In Light of All Darkness
This week, Don reviews “In Light of all Darkness” written by Kim Cross.
Raising children in America changed after the October 1, 1993 abduction of Polly Klaas in peaceful Petaluma, California. Parents all over the country were in various degrees seized with fear: ”stranger danger.” Cross writes, “The days of free-range childhood were vanishing.” Thirty years later, some parents are still reluctant to let their children walk to school, to the corner store, to the local park. It seems safer to have kids in the house, playing video games.
Exercising the same attention to detail, minute-by-minute reporting, as she had done in her bestseller “What Stands in a Storm,” about the April, 2011 tornado in Tuscaloosa, Kim Cross narrates the kidnapping, the search for Polly, the arrest of the perpetrator, his interrogations and trial and the aftereffects, positive and negative.

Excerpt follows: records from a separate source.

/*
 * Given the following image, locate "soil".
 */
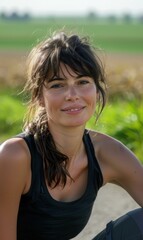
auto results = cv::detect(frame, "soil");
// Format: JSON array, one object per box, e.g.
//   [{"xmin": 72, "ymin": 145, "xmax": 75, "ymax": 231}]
[{"xmin": 73, "ymin": 183, "xmax": 139, "ymax": 239}]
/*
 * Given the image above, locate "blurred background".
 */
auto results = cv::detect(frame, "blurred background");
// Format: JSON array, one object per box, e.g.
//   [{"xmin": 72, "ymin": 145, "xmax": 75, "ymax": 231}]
[{"xmin": 0, "ymin": 0, "xmax": 143, "ymax": 160}]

Twelve-year-old Polly Klaas was having a sleepover with two friends in her bedroom at home, when a stranger came in the door with a knife, tied up Polly’s friends and took her away. The abductor did not wear a mask, had no connection to the family or neighborhood. It seemed perfectly random, unlike many abductions which turn out to be custody disputes. Polly’s father, however, divorced from her mother, was cleared of suspicion very quickly.
Police considered the possibility of a prank, but within hours it became clear that the abduction was real. The Evidence Response Team conducted an examination of the crime scene with exquisite thoroughness—every fingerprint, hair, fiber, dust. The local police and the FBI cooperated fully, not competitively, and this is now standard. A profiler and a sketch artist were used along with forensic experts.

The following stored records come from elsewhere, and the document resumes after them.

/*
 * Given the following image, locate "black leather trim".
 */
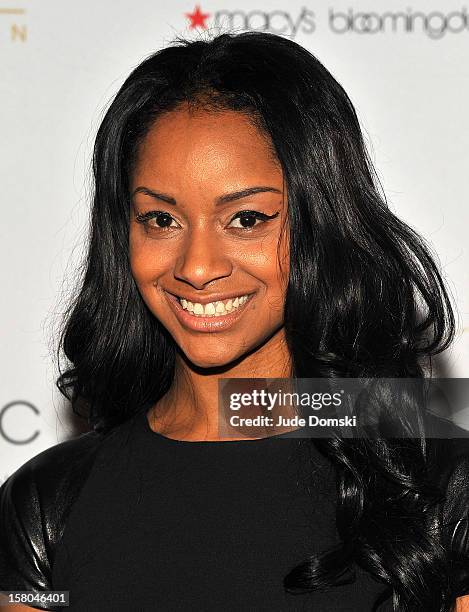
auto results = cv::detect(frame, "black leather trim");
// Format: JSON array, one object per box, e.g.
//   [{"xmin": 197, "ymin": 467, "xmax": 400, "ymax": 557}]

Cross details the small mistakes police made in their investigation—none of which could have changed the outcome. Because they initially suspected a hoax, police seized on small inconsistencies and questioned Polly’s two friends overly aggressively, causing additional trauma. They were asked to reenact the crime. Interviews are conducted much more gently now.
In what was then a fairly new practice, it was quickly decided to enlist the public, the media, for publicity, and to encourage volunteers to search for Polly or for clues. Large amounts of money were raised, celebrities became involved, Polly’s photograph was reproduced and distributed by the hundreds of thousands and on several continents. As we know, Polly was killed, her body found, and the killer sent to prison.
Although this is not a novel, the facts in this meticulous true crime report are as enthralling as they were in Capote’s “In Cold Blood,” carrying the reader along and showing the emotional effects of the kidnapping and the investigation on everyone involved: family, friends, police. All over the country, millions were emotionally engaged in the search. It is not an exaggeration to say that for a while Polly was “America’s Child.”